According to Tennessee Department of Health data, over 5,700 people in the Hispanic population have COVID-19 which makes up 23% of the state’s positive cases as of June 4. Sherman-Nikolaus believes a big chunk of them are essential workers in construction, meat-packing, and the food industry.

“The biggest barrier that we see again is the threat of the virus in workplaces, and a lack of enforcement for businesses ensuring they’re following guidelines,” Sherman-Nikolaus said.

She said they also need a place to report issues while on the job like lack of personal protective equipment.

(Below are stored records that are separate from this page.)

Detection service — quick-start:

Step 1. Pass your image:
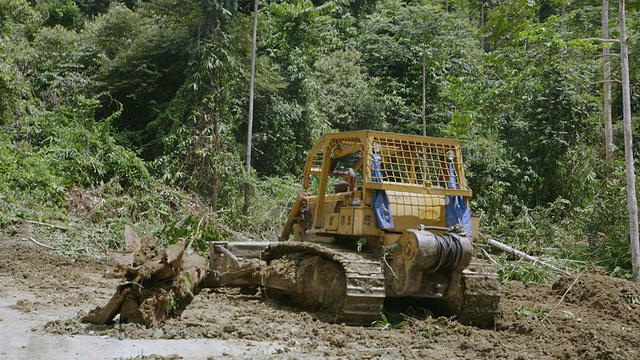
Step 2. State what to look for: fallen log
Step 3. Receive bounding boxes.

[81,227,207,327]
[487,239,571,275]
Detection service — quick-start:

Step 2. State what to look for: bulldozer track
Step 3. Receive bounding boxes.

[458,263,501,327]
[262,242,385,325]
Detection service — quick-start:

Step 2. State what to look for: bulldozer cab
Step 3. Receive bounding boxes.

[280,131,473,246]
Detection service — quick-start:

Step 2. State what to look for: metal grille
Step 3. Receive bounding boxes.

[367,136,466,189]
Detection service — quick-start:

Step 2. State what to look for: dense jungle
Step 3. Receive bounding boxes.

[0,0,640,359]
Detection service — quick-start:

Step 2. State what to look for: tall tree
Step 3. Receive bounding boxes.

[602,0,613,160]
[619,0,640,282]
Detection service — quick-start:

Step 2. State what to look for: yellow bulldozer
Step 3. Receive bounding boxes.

[207,131,500,326]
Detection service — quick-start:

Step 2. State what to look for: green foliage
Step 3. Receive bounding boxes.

[35,0,83,29]
[0,0,640,282]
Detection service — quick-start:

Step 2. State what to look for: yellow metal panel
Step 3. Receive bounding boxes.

[338,207,354,235]
[324,213,340,231]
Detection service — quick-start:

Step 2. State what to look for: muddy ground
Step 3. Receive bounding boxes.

[0,225,640,359]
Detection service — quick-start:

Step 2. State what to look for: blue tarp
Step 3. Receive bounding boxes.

[446,163,472,236]
[371,154,393,229]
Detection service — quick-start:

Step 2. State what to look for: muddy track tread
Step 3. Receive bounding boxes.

[262,242,386,325]
[458,263,501,327]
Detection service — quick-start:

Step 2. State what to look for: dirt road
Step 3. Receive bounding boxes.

[0,229,640,360]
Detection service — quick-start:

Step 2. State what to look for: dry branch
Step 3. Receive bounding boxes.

[488,239,571,275]
[81,227,207,327]
[29,237,56,250]
[24,220,69,230]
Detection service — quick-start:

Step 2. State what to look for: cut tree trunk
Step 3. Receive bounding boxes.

[81,227,207,327]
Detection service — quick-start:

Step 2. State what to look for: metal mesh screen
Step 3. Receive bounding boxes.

[368,136,464,189]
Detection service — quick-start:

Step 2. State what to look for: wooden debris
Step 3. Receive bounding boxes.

[487,239,571,275]
[81,227,207,327]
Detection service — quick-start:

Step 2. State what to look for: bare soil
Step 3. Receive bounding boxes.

[0,228,640,360]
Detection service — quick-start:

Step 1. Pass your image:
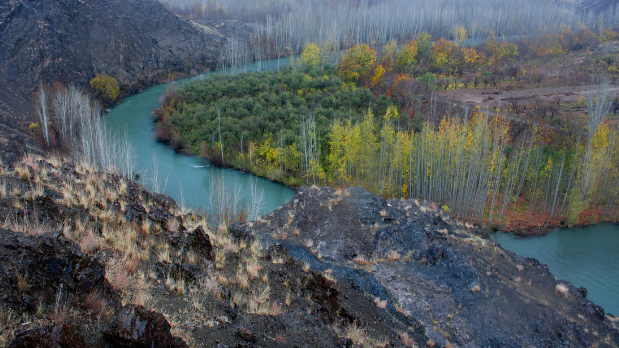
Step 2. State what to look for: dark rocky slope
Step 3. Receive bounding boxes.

[0,0,249,160]
[0,0,226,92]
[0,156,619,348]
[248,188,619,347]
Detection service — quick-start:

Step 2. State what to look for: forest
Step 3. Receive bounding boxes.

[160,0,619,68]
[154,29,619,229]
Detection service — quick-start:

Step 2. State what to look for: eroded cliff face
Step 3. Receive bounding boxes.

[252,187,619,347]
[0,0,226,91]
[0,0,252,161]
[0,156,619,348]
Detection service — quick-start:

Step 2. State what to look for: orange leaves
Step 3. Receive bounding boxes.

[372,64,386,86]
[432,38,458,70]
[397,41,417,69]
[486,40,520,66]
[339,44,376,81]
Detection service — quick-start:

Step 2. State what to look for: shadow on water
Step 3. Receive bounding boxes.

[105,58,294,214]
[491,224,619,315]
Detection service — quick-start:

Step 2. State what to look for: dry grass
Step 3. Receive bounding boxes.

[0,180,8,198]
[105,259,134,293]
[165,273,187,296]
[353,255,370,266]
[157,243,172,264]
[398,332,417,348]
[387,250,402,261]
[247,286,284,316]
[215,249,226,269]
[236,267,249,289]
[79,231,101,254]
[200,277,221,298]
[338,323,390,347]
[247,259,262,280]
[374,297,387,309]
[14,164,31,181]
[26,184,45,201]
[555,283,570,298]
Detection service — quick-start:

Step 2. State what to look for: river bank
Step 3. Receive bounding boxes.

[489,224,619,314]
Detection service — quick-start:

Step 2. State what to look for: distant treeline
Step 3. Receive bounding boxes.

[161,0,619,64]
[155,31,619,226]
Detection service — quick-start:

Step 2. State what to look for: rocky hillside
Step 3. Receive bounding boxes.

[0,156,619,348]
[0,0,248,159]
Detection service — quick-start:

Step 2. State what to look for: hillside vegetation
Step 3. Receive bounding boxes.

[155,30,619,232]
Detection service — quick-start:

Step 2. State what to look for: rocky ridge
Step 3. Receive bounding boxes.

[0,0,251,160]
[0,156,619,348]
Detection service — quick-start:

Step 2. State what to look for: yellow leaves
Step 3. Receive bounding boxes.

[339,44,376,81]
[301,43,322,67]
[397,41,417,69]
[372,64,386,86]
[90,74,120,101]
[454,26,466,42]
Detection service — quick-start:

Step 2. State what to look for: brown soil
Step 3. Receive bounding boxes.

[439,85,619,108]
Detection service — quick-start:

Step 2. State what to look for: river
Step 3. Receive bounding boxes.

[105,49,619,315]
[491,224,619,315]
[104,58,294,214]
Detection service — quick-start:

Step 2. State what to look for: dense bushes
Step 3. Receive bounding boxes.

[154,67,392,165]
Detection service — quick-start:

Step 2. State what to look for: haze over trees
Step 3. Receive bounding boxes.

[155,25,619,225]
[160,0,619,66]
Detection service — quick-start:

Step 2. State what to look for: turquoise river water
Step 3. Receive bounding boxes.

[105,54,619,315]
[105,58,294,213]
[491,224,619,315]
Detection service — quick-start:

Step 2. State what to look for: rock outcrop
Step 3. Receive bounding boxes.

[0,0,226,92]
[0,156,619,348]
[0,0,251,161]
[249,187,619,347]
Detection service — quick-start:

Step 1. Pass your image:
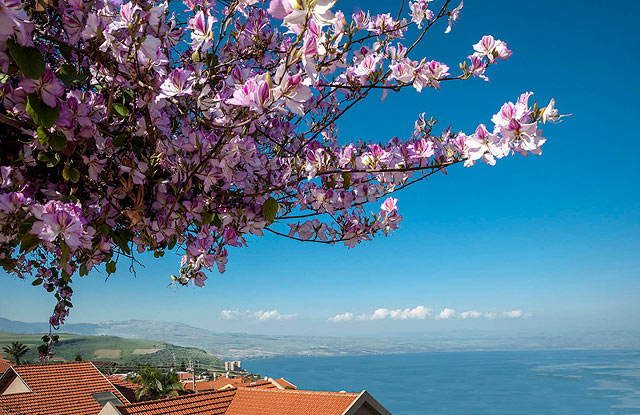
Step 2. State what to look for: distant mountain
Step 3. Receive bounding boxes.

[0,318,640,359]
[0,326,224,370]
[0,317,99,334]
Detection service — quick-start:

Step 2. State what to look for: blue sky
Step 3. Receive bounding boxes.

[0,0,640,334]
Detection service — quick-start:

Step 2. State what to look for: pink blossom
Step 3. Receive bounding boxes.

[158,68,193,99]
[31,200,86,248]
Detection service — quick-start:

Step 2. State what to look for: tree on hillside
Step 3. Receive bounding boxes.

[132,366,184,401]
[2,341,29,365]
[0,0,560,358]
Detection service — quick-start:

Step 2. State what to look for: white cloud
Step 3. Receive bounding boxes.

According to a state health department spokesperson, they have a Minority Health Task Force that is working on these concerns.

“A lot of the Latinx community, especially undocumented folks in mixed families, have been completely left out of the COVID-19 relief care packages, both on the state and federal level so, a lot of families are really struggling right now unable to feed their families,” Sherman-Nikolaus said.

She hopes bringing some of these issues to light will bring on change, and help stop the spread of COVID-19.

“So we need a scaled up and proportionate response," she said.

The spokesperson for the Tennessee Department of Health said the Minority Health Task Force and the Assistant Commissioner for Disparities Elimination had a meeting on Thursday. Their goal is to improve outreach and reduce barriers to testing and treatment among the Hispanic community. They said they're working with community organizations on their concerns.

We reached out to the governor's office and received the following response from Dr. Kimberly Lamar, Tennessee Department of Health assistant commissioner for health disparities elimination.

“We recognize that in Tennessee and across the U.S., COVID-19 is disproportionately impacting our minority communities, including our Hispanic and Latino populations. We continue working with community partners and stakeholders across the state to seek their input on how we can better meet the needs of communities of color and help prevent and mitigate further spread of COVID-19. We are also reaching out to Spanish-language media organizations and providing interviews with our Spanish-speaking clinicians and other staff members to provide information to these audiences.

As we discussed, we have created a Health Disparities Task Force with representatives from community-based non-profits, faith-based organizations, state and local government officials and academic partners across the state. Our Office of Minority Health and Disparities Elimination hosts weekly webinars with this group of stakeholders to better understand barriers to testing and access to health services and resources.

We have COVID-19 materials available in Spanish and other common indigenous dialects. Additionally, TDH offers services in Spanish and other languages on our information lines. We also offer translation services at all county health departments, and created a statewide public education and awareness campaign about COVID-19 that includes messages in Spanish.

In addition, the Unified Command Group is working collaboratively with stakeholders and several grassroots organizations to strategize on how to effectively expand testing access and improve contact tracing efforts in Hispanic communities.”